An international group of astronomers has determined the closest black hole to Earth. And, it is orbited by a star similar to our Sun, the first time such a binary system has been discovered in our galaxy. The object, known as Gaia BH1, is located 1,600 light-years away, and it has a mass about 10 times that of our Sun.
Black holes such as this are known as stellar-mass black holes. Their masses are at most 100 times that of our Sun and they were created in catastrophic supernova explosions. About 100 million of these objects should exist in the Milky Way, but only a few have been discovered. Among them, almost all are actively feeding, stealing material from a companion star, and releasing a large amount of X-rays.
But Gaia BH1 is different. It is not stealing anything from its stellar companion, so it is considered dormant. The object was originally spotted by the European Space Agency’s Gaia spacecraft. Gaia captured peculiar irregularities in the companion star. Follow-up observations with the International Gemini Observatory expanded on the readings of the star's motions and confirmed that it is likely to orbit a black hole.
“Take the Solar System, put a black hole where the Sun is, and the Sun where the Earth is, and you get this system,” lead author Kareem El-Badry, an astrophysicist at the Center for Astrophysics, Harvard & Smithsonian, and the Max Planck Institute for Astronomy, said in a statement. “While there have been many claimed detections of systems like this, almost all these discoveries have subsequently been refuted. This is the first unambiguous detection of a Sun-like star in a wide orbit around a stellar-mass black hole in our galaxy.”

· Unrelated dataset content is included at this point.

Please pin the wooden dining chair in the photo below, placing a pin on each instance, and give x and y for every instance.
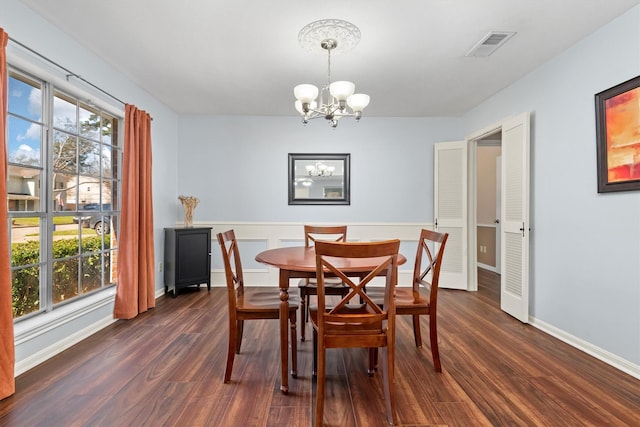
(250, 303)
(333, 285)
(410, 301)
(356, 320)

The team considers this detection unambiguous after years of hunting for dormant black holes. And while the data appears solid, it is not clear exactly how this system came to be. The binary system ought to have been made by a massive star about 20 times the size of our Sun, orbited by the Sun-like companion we can still observe.
That massive star would have evolved into a super red giant star in a matter of millions of years. The outer layer of that star would have engulfed its companion, before the fateful collapse and subsequent explosion of the supernova. How the companion survived all that is a mystery, suggesting that we may not have a complete understanding of how black hole binaries form and evolve.
“It is interesting that this system is not easily accommodated by standard binary evolution models,” concluded El-Badry. “It poses many questions about how this binary system was formed, as well as how many of these dormant black holes there are out there.”
The work was published in Monthly Notices of the Royal Astronomical Society.